Une pensée pour Hild, personnage rayonnant, sauvée d’un viol par les hommes d'Uhtred, elle tenta de se faire guerrière pour mieux se défendre des hommes mais choisit la paix en se réfugiant dans sa foi chrétienne. Elle était le rayon de soleil de la troupe d’Uhtred ; et pour Uhtred, sa raison, son refuge pour atténuer ses tourments, ses peines, ses colères.
Leurs relations étaient belles à voir et surtout saines.
Une pensée pour Gisela, épouse d’Uhtred ; femme forte, comme plus tard sa fille Stiorra ; elle a su modeler le caractère parfois bouillonnant d’Uhtred.
Une pensée pour le couple Aethelflead (Millie Brady ) Erik (Christian Hillborg). Leur relation amoureuse fut inattendue et déchirante.
Puis plus tard, avec Uhtred.
Son sacrifice pour régner sur la Mercie fut aussi insupportablement douloureux.
Le casting a réussi un coup de force car Millie Brady a le même âge que Eliza Butterworth ; c’est-à-dire que la fille et la reine mère étaient interprétées par des actrices ayant le même âge, soit 28 ans en fin de saison !
Une pensée pour le couple Stiorra (Ruby Hartley) et Sigtryggr (Eysteinn Sigurdarson).

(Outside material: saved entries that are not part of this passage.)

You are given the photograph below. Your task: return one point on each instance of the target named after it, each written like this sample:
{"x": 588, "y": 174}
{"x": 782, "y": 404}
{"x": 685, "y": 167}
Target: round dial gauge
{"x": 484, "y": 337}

J’ai apprécié Sigtryggr, ses longs cheveux, sa dégaine Metal.
Stiorra, petit morceau de fille au caractère bien trempé.
Un beau personnage qui aurait mérité plus d’audience.

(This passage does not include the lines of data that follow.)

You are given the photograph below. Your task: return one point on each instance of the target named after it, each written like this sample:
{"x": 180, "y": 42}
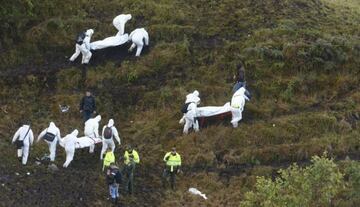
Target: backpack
{"x": 80, "y": 38}
{"x": 108, "y": 133}
{"x": 184, "y": 109}
{"x": 114, "y": 176}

Je terminerai sur les compagnons fidèles d'Uhtred : Beocca (Ian Hart), Finan (Mark Rowley), Sihtric (Arnas Fedaravicius), Osferth (Ewan Mitchell) et Helig.
Comme on aimerait tous avoir de tels amis. A la vie à la mort. Dans la joie et dans la difficulté. Ils ont tous été précieux et à leur façon ont aidé à façonner le caractère d’Uhtred.
En tout cas, si la série pouvait entrapercevoir la pauvreté de son budget dans la première saison, en raison des combats (et encore, cela ne m’a pas choqué) elle a démontré très rapidement par son scénario, son récit fourmillant de rebondissements solides, qu’elle était loin d’être pauvre, surtout grâce à la richesse de ses personnages qui pour la plupart ont eu le privilège d’évoluer.
« The Last Kingdom » : « le Vikings du pauvre » !!??
Pas convaincu.
En tout cas, en fouillant ici ou là on s’aperçoit que la série repose sur des faits historiques et comme tout auteur, Basselget s’est arrangé avec la chronologie des évènements, avec certains personnages pour rendre son récit palpitant, en ce qui me concerne.
« The Last Kingdom » est une série ouvertement et injustement mésestimée à moins que je ne sois pas du tout objectif.
Mais sommes-nous tous objectifs quand une série vous saisit le coeur ?
Chacun a ses raisons pour aimer ou détester une série.
En soi, l’art ne se discute pas, il vous touche ou il ne vous touche pas.
A voir en V.O si possible pour l’accent singulier d’Uhtred.